In Reno, like many American cities at the time, there were pinball machines and other arcade games in “every bowling alley, convenience store … pizza place and laundromat,” according to Huntsman. “But all of the casinos were competing to have the best arcade.” So, it was the right time and place to develop a lifetime love for pinball.
For Huntsman, pinball machines had a distinct advantage over other games: the opportunity to earn a credit for another game.
“As a 10, 11, 12 year old kid who only has a roll of quarters for that day, I’m going to probably play more pinball than video games because there’s a chance that I can actually sit there and jam that machine for a good hour on a quarter or 50 cents,” he said. “You know, the quarter muncher machines did just that—they munched them, and now they’re gone. But if you had a really good game—by chance or by skill—you could play again. So, I got hooked.”
Some key machines from Huntsman’s collection will be on display this month at the Holland Project, 140 Vesta St., in an exhibition titled Silver Ball: Pinball Machines + Photos by Michael Huntsman. The exhibition will feature eight of his machines and dozens of his pinball-related photographs. There will also be a limited edition zine commemorating the show.
The machines in the exhibition range from 1971 to 2017, and the focus is on games with a horror or science fiction theme. The oldest game, Four Million B.C., features outrageous art of dinosaurs and cavemen living together. Mars Trek is a 1977 Spanish game with psychedelic illustrations. Af-Tor is a 1984 game with very limited production, and the 1981 machine Devil’s Dare is so hard to find that it has the nickname “Devil’s Rare.”
Huntsman takes pinball very seriously.
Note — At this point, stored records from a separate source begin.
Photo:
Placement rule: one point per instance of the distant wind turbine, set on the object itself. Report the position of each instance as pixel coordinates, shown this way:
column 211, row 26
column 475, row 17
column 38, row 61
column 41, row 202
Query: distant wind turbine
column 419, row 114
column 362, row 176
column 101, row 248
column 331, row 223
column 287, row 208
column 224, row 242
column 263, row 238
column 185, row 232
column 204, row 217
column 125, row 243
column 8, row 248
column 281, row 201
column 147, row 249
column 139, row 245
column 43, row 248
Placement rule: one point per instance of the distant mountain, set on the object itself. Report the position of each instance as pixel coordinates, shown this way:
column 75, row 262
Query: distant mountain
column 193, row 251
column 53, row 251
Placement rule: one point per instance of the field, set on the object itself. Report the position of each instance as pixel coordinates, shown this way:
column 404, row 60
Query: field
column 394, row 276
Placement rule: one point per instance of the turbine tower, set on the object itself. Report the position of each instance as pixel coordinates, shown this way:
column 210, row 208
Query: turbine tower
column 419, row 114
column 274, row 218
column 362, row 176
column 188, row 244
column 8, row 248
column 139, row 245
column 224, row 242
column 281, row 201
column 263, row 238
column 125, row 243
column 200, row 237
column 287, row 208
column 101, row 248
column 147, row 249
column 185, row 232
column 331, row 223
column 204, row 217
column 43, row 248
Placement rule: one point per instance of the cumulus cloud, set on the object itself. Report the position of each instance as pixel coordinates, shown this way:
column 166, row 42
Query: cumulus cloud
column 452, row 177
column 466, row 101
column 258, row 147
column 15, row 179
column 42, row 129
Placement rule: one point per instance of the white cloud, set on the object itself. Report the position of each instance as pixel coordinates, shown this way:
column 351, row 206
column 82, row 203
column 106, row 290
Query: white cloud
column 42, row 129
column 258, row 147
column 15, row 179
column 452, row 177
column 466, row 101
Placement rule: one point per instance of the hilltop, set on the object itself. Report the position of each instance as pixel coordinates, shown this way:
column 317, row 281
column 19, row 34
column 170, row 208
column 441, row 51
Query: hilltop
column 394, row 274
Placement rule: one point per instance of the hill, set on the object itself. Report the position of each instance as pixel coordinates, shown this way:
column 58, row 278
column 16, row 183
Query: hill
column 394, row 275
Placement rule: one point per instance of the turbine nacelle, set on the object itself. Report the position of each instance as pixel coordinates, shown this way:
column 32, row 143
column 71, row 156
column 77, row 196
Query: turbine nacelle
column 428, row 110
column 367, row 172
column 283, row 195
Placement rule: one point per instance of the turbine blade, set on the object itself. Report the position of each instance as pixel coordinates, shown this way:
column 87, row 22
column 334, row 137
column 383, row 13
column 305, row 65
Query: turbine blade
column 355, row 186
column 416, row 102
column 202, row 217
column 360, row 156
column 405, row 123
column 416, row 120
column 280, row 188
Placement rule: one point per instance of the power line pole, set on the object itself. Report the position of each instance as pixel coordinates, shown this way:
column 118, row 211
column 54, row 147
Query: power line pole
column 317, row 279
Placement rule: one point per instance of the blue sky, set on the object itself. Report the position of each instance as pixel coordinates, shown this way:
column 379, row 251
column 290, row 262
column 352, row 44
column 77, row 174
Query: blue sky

He has pinball tattoos and Reno tattoos, including the highway signs for I-80 and US 395 tattooed on his hands.
“Anybody who’s in this industry as deep as I am—most of us don’t actually appreciate the whole ’Pinball Wizard’ thing,” he said, before requesting that—unlike nearly every other story about pinball written in the last 40 years—this story not reference that song its in headline.
“Pinball is not a game of luck,” Huntsman said. “Just like poker, there’s an element of luck, but it’s more about the skill. It’s more about the decision-making.”
Hunstman’s goal is “to get Reno back to being a pinball town.”
“Nothing is more exciting for me than to see a kid play his very first pinball machine ever,” he said.
And even though one of Huntsman’s pinball tattoos depicts a hand holding a quarter accompanied by the words “death to free play,” for this show—a gallery exhibition hosted by a nonprofit organization—he agreed to make an exception. So, all the pinball machines will be free to play.